Value investing is the act of investors selecting stocks on the basis of perceived value instead of looking at pricing trends in the history of the file only.
In fact, value investing seem to go against the convention investment wisdom in many cases because value investors tend to look for stocks that they believe the market has undervalued. This can include so-called "penny stocks" sometimes, but is more often associated with undervalued shares on a major exchange such as the NYSE or Nasdaq.
Value investors strategically and actively seek stocks that trade at low values with the aim of the investment when the market has corrected the value investor sees as an error in the valuation of the stock.
Value investing requires above average insight and savvy about the potential value of the shares of a particular company, but it requires a keen sense of perception and skill of the research as well.

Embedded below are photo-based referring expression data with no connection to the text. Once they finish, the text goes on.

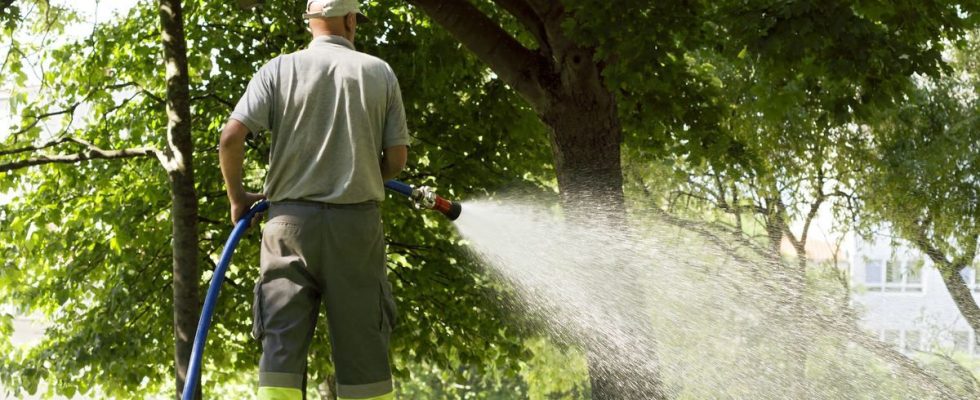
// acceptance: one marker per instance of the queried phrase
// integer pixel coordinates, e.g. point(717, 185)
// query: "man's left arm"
point(393, 161)
point(231, 155)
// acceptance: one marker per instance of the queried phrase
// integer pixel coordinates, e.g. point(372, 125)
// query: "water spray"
point(423, 198)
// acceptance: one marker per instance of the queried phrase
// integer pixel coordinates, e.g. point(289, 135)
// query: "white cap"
point(334, 8)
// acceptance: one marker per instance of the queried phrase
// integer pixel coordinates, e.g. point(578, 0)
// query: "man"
point(338, 131)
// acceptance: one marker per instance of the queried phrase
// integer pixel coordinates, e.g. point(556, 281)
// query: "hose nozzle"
point(426, 197)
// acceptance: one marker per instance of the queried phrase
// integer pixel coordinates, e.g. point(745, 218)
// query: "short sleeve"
point(395, 127)
point(254, 109)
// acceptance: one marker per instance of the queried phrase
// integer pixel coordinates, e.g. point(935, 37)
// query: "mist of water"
point(705, 313)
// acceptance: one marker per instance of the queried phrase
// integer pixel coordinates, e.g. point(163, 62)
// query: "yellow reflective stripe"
point(277, 393)
point(386, 396)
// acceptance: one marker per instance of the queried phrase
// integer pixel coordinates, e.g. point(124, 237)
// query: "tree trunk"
point(586, 136)
point(564, 85)
point(963, 297)
point(180, 168)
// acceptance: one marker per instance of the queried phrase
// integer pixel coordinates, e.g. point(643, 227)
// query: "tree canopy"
point(759, 109)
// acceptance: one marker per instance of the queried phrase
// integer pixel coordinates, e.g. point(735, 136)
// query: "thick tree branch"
point(39, 118)
point(526, 15)
point(518, 66)
point(91, 154)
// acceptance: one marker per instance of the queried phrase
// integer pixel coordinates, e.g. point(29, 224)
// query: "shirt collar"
point(323, 40)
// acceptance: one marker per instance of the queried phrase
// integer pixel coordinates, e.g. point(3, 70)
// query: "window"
point(893, 275)
point(913, 340)
point(892, 337)
point(970, 277)
point(872, 272)
point(961, 341)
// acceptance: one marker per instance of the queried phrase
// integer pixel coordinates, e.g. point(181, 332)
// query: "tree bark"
point(564, 85)
point(963, 297)
point(950, 271)
point(180, 168)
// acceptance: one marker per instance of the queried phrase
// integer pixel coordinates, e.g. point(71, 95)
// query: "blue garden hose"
point(194, 371)
point(423, 197)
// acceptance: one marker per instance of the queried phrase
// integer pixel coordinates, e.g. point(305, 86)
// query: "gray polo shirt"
point(331, 111)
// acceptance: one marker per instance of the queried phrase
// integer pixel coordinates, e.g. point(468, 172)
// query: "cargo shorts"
point(334, 254)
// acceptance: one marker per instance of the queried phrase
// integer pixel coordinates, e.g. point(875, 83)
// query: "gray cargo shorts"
point(313, 252)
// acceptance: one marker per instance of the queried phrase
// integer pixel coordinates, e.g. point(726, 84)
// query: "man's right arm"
point(393, 161)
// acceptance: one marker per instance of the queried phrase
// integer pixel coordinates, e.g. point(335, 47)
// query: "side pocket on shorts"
point(258, 331)
point(389, 312)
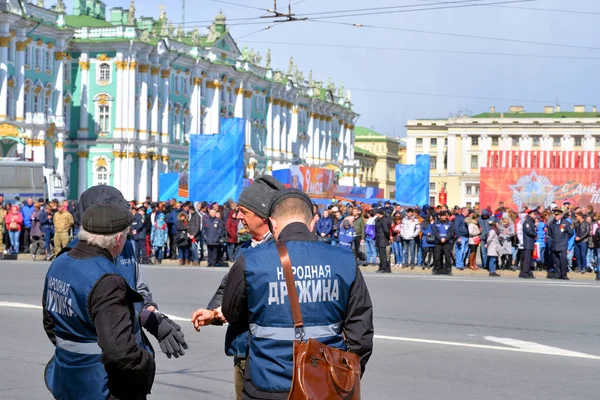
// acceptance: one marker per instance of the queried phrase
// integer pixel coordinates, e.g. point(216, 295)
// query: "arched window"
point(101, 176)
point(104, 72)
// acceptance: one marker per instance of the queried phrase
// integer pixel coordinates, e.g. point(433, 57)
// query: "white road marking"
point(528, 347)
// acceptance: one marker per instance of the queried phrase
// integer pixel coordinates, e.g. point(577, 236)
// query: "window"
point(433, 163)
point(104, 72)
point(474, 162)
point(101, 176)
point(103, 118)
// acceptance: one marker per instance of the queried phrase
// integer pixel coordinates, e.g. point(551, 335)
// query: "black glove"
point(170, 338)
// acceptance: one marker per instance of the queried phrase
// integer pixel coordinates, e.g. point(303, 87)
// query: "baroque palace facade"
point(103, 97)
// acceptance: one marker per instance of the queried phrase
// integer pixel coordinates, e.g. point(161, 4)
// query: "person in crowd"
point(410, 229)
point(370, 235)
point(383, 225)
point(194, 231)
point(396, 234)
point(474, 240)
point(325, 228)
point(494, 248)
point(269, 365)
point(560, 232)
point(582, 232)
point(346, 234)
point(462, 238)
point(159, 237)
point(443, 232)
point(183, 238)
point(428, 240)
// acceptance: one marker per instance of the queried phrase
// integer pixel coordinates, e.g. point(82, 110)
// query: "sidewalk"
point(467, 273)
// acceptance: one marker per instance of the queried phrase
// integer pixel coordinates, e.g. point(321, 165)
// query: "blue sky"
point(347, 54)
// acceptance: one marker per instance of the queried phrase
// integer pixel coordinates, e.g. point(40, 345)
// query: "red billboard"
point(530, 187)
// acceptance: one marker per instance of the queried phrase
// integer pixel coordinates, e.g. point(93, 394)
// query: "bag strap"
point(284, 256)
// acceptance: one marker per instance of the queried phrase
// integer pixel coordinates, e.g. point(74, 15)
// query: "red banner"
point(529, 187)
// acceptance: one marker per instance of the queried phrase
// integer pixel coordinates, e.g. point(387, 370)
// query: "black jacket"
point(560, 239)
point(383, 227)
point(130, 368)
point(358, 325)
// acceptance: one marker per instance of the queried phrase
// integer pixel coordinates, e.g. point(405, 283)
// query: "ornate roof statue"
point(268, 62)
point(195, 36)
point(131, 14)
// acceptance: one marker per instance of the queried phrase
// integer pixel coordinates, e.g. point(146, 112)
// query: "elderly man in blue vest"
point(101, 351)
point(337, 302)
point(255, 202)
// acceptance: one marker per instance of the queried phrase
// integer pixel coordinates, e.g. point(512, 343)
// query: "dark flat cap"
point(106, 219)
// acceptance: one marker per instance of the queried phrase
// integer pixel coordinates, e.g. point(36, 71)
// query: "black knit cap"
point(258, 197)
point(290, 193)
point(106, 219)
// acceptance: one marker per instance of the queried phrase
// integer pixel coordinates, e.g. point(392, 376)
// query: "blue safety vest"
point(443, 228)
point(324, 275)
point(76, 370)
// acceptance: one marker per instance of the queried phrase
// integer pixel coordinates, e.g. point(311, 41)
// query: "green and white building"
point(103, 97)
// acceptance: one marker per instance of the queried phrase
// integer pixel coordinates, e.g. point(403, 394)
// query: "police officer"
point(101, 352)
point(443, 231)
point(560, 231)
point(255, 202)
point(255, 294)
point(529, 238)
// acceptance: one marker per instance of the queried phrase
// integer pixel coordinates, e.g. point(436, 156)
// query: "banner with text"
point(530, 187)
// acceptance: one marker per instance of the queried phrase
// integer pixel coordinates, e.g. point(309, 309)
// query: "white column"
point(4, 76)
point(59, 68)
point(82, 171)
point(144, 133)
point(84, 65)
point(270, 133)
point(20, 78)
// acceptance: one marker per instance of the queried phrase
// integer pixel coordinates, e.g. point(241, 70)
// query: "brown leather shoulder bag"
point(320, 372)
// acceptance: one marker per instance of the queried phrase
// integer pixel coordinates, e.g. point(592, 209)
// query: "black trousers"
point(384, 265)
point(559, 260)
point(442, 258)
point(526, 265)
point(213, 254)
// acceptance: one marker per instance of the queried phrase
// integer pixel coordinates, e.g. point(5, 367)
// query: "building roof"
point(554, 115)
point(85, 21)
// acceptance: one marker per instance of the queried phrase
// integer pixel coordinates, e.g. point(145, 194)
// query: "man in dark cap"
point(254, 205)
point(337, 309)
point(560, 231)
point(101, 352)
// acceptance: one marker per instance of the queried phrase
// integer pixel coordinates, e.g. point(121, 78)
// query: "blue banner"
point(412, 182)
point(217, 163)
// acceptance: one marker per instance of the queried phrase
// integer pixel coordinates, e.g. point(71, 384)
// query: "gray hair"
point(103, 241)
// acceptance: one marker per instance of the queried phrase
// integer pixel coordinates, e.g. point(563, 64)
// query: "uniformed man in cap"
point(338, 302)
point(101, 352)
point(559, 230)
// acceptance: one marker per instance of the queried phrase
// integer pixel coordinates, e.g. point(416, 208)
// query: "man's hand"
point(170, 338)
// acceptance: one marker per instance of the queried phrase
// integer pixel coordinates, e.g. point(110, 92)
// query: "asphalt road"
point(438, 337)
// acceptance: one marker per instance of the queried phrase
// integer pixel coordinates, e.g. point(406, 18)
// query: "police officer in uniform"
point(255, 202)
point(255, 294)
point(101, 352)
point(529, 238)
point(443, 231)
point(560, 231)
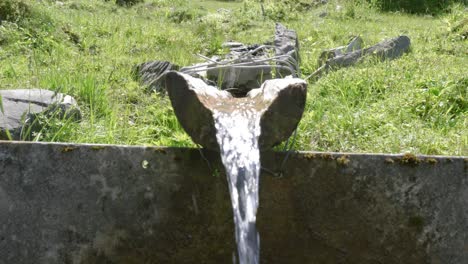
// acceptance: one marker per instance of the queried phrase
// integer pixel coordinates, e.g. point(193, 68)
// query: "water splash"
point(237, 135)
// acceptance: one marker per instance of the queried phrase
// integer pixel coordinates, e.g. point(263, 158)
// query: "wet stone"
point(20, 107)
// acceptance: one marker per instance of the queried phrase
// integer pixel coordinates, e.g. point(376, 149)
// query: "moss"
point(343, 160)
point(160, 150)
point(97, 147)
point(409, 158)
point(327, 156)
point(416, 222)
point(309, 156)
point(67, 149)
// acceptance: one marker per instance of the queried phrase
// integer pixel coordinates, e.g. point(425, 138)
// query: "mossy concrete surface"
point(62, 203)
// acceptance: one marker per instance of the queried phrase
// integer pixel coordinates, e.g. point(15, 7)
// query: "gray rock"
point(386, 50)
point(95, 204)
point(151, 74)
point(194, 101)
point(287, 45)
point(22, 105)
point(353, 45)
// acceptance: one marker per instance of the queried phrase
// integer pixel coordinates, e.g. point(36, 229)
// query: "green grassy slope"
point(86, 48)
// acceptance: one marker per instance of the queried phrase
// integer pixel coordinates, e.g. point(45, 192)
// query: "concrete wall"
point(114, 204)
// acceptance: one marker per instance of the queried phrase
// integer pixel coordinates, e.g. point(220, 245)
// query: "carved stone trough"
point(94, 204)
point(282, 102)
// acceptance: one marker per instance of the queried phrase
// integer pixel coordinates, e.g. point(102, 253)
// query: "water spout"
point(238, 128)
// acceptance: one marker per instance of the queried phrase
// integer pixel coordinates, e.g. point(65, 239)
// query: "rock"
point(282, 101)
point(353, 45)
point(151, 74)
point(286, 43)
point(22, 105)
point(385, 50)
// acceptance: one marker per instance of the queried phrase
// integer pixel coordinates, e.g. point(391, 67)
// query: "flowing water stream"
point(237, 135)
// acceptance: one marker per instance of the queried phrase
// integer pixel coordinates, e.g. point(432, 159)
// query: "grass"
point(87, 48)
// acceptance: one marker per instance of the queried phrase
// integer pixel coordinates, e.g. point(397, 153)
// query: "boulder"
point(22, 105)
point(151, 74)
point(287, 46)
point(281, 102)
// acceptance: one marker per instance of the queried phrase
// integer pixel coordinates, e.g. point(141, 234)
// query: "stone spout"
point(280, 101)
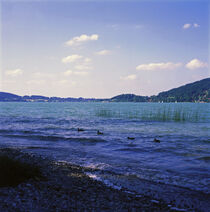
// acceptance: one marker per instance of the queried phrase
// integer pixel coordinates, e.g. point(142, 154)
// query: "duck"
point(99, 133)
point(80, 130)
point(130, 138)
point(156, 140)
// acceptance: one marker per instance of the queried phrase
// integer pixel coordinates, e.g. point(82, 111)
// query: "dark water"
point(181, 158)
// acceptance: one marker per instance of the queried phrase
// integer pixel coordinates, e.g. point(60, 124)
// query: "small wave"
point(56, 138)
point(205, 158)
point(127, 149)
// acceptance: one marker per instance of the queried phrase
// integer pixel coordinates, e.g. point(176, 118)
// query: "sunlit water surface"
point(181, 158)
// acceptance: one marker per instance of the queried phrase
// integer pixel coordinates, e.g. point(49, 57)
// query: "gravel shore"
point(66, 187)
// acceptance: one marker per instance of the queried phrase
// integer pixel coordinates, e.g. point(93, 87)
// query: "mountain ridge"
point(198, 91)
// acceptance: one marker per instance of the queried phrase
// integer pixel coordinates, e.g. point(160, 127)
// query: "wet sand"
point(66, 187)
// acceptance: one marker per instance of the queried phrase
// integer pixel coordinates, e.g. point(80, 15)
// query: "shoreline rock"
point(66, 187)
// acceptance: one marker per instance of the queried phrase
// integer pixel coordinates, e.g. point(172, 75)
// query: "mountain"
point(194, 92)
point(5, 97)
point(129, 98)
point(198, 91)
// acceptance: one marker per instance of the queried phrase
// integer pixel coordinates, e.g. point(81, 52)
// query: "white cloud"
point(103, 52)
point(129, 77)
point(87, 60)
point(195, 64)
point(75, 73)
point(43, 75)
point(196, 25)
point(14, 73)
point(158, 66)
point(35, 82)
point(81, 73)
point(186, 26)
point(68, 72)
point(83, 67)
point(71, 58)
point(81, 39)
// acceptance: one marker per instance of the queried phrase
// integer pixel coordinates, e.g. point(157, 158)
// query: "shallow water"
point(181, 158)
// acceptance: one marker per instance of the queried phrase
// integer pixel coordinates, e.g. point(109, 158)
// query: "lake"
point(182, 157)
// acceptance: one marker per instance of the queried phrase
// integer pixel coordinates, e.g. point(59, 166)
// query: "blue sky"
point(102, 48)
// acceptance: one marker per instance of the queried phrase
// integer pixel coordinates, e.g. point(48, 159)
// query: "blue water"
point(181, 158)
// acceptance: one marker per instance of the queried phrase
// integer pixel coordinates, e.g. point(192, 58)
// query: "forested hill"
point(194, 92)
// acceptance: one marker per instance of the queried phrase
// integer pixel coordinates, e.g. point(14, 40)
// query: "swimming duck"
point(156, 140)
point(130, 138)
point(99, 133)
point(80, 130)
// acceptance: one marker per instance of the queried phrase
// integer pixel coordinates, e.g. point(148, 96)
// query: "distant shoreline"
point(198, 91)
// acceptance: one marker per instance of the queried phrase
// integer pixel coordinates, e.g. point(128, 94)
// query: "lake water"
point(181, 158)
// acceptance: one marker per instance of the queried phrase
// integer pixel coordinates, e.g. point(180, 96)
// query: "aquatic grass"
point(156, 112)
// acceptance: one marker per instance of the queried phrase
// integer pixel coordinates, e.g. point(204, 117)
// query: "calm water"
point(181, 158)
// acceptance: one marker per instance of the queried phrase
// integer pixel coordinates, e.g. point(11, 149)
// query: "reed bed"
point(163, 113)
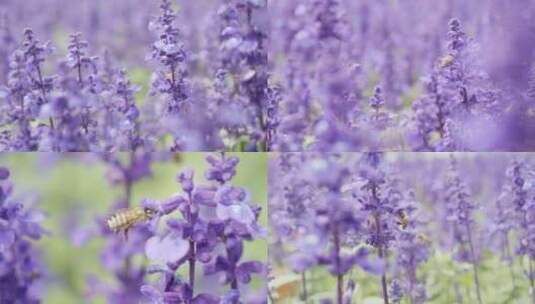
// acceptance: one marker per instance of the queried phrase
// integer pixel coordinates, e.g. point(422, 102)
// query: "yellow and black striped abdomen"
point(124, 219)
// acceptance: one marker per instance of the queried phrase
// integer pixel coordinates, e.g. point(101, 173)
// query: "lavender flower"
point(460, 214)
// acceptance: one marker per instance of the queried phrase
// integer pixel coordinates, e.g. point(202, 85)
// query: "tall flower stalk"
point(460, 214)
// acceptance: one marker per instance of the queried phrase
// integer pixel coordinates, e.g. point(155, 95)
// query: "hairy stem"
point(380, 246)
point(531, 279)
point(339, 277)
point(192, 253)
point(304, 293)
point(474, 264)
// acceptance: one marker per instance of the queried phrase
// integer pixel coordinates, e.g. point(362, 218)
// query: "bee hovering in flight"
point(124, 219)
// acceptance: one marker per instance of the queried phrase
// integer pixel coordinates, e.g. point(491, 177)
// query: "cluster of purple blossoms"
point(356, 222)
point(206, 230)
point(87, 103)
point(21, 271)
point(121, 252)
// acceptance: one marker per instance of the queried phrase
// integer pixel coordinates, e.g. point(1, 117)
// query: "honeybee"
point(124, 219)
point(446, 60)
point(403, 219)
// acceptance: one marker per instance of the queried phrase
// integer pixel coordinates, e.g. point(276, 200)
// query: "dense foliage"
point(403, 228)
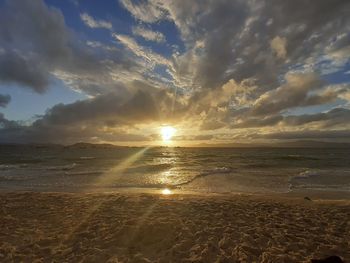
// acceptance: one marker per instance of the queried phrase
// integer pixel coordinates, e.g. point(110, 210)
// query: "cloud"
point(145, 11)
point(296, 92)
point(141, 51)
point(148, 34)
point(308, 134)
point(103, 117)
point(37, 46)
point(244, 68)
point(278, 45)
point(4, 100)
point(93, 23)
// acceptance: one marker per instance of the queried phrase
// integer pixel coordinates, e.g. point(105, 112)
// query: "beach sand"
point(118, 227)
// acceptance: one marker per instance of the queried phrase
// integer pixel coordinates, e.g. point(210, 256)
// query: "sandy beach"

It is not necessarily riskier than investing, the traditional market but requires that the investor is correct about the market underestimation of a particular company are. When the value investor is correct, she stands to earn much money. If she's wrong they can be sitting on a worthless or low value stock for a long time.
Value investing is based on the idea that the stock market overreacts to both good and bad news about companies and the consequences of those pieces of information about the potential for the performance of a share.
This assumption on the part of the value investor is usually correct when the stock market is often full of nervous investors that their investments will draw on a moment's notice, or the first, smallest sign of trouble.
Given that Microsoft was ever dream a value investor, one can see how investing value can often lead to a generous payday for investors who are wise enough to see what is coming down the road.